Trade Computation for Access, Metadata First: Increase a small amount of computation (like splitting the hash, SIMD comparison) to drastically reduce random memory accesses to main data, especially cache-unfriendly pointer chasing. This is the core of performance gains.
Design for Cache and Vectorization: Data layout (separating control bytes from data, dense packing) is optimized directly for CPU cache hierarchy and SIMD instructions, turning the hottest path into a linear, predictable memory access pattern.
Re-evaluate Trade-offs: By changing the cost model (making probing cheap), you can break traditional constraints (like load factor limits), achieving gains in both memory efficiency and runtime performance.
Leverage and Challenge Language Features: Java’s Vector API opens the door for expressing such algorithms, but the language’s own characteristics (like object headers, reference arrays) also introduce unique challenges, requiring tailored optimization strategies (like leveraging compressed pointers).

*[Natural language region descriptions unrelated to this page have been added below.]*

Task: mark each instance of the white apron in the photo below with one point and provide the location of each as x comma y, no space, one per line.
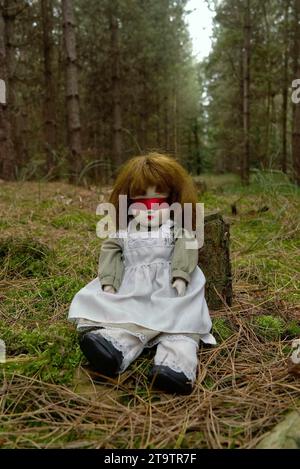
146,296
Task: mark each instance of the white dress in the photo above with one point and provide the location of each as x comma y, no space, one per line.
146,296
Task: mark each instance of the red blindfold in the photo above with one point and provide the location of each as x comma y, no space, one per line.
149,203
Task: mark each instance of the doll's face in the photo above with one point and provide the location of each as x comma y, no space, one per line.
155,211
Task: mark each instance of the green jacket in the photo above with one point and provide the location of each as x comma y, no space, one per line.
111,265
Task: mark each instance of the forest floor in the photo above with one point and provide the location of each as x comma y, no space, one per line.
49,250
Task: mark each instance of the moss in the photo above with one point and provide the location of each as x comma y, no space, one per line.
26,257
293,329
74,220
51,353
222,329
269,327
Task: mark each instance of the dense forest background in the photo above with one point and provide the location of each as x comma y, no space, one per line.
91,83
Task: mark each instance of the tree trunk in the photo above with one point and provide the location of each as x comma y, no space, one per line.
117,112
198,160
285,88
245,166
72,93
214,260
7,151
296,113
49,96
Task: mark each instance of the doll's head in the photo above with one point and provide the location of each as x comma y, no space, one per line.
153,179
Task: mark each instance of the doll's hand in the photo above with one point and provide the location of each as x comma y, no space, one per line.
180,285
109,289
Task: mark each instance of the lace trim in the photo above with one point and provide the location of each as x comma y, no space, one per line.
172,338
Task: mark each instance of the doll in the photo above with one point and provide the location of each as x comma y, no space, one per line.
149,290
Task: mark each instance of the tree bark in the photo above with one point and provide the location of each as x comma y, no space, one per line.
49,96
285,88
72,93
296,113
245,166
214,260
116,93
7,151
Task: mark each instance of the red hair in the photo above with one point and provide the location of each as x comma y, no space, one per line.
154,169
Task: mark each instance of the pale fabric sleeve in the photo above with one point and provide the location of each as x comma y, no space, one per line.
111,265
184,261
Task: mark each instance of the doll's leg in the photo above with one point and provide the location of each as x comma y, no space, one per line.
175,363
112,349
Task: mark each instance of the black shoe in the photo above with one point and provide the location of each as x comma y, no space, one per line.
165,379
102,355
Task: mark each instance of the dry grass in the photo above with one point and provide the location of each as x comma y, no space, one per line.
243,387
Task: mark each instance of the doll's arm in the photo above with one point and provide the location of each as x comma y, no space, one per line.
111,266
184,261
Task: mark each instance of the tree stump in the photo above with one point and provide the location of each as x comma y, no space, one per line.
214,261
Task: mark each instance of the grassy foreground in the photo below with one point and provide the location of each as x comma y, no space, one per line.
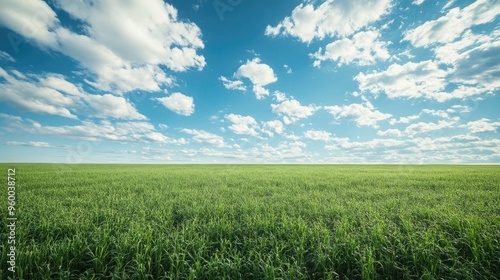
254,222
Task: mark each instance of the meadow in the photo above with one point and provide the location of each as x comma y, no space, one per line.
254,222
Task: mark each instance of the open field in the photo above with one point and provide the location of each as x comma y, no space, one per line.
254,222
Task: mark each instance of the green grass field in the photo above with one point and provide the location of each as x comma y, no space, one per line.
254,222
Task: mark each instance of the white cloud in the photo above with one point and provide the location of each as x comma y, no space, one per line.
234,85
422,127
280,96
411,80
29,144
6,56
404,119
271,127
365,145
201,136
482,125
307,22
243,125
291,110
363,49
362,114
390,132
32,19
123,131
260,74
450,26
123,50
179,103
318,135
52,94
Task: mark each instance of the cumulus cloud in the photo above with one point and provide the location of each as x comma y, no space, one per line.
422,127
123,131
178,103
318,135
260,74
233,85
407,119
308,22
290,109
361,114
7,57
52,94
124,50
363,49
271,127
390,132
450,26
243,125
410,80
201,136
482,125
30,144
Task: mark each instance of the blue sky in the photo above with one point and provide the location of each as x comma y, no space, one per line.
239,81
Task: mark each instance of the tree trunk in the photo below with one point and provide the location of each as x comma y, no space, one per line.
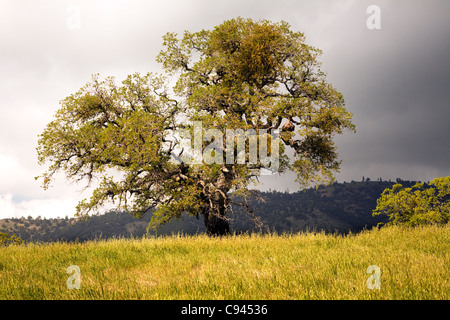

This endeavor also reminds us that performance optimization work is often a process of delving into details, constant measurement, and testing. An elegant conceptual design must confront the practical constraints of specific platforms and language environments in its implementation.

10. Resources and Next Steps

If you’re interested in the code, benchmark details, or experimenting yourself, check out this public experiment: HashSmith. It includes SwissMap as well as a SwissSet variant, along with JMH benchmarks and documentation.

For a deeper understanding of the original SwissTable design, I highly recommend watching Google engineer Matt Kulukundis’s CppCon talk: CppCon talk on SwissTable. It’s clear, practical, and packed with details that make the design click.

I hope this in-depth exploration provides you with valuable insights into hash table performance optimization and modern Java performance programming. Whether you’re looking to build more efficient data structures for specific scenarios or to better understand the internals of the tools you use, this kind of exploration is highly beneficial.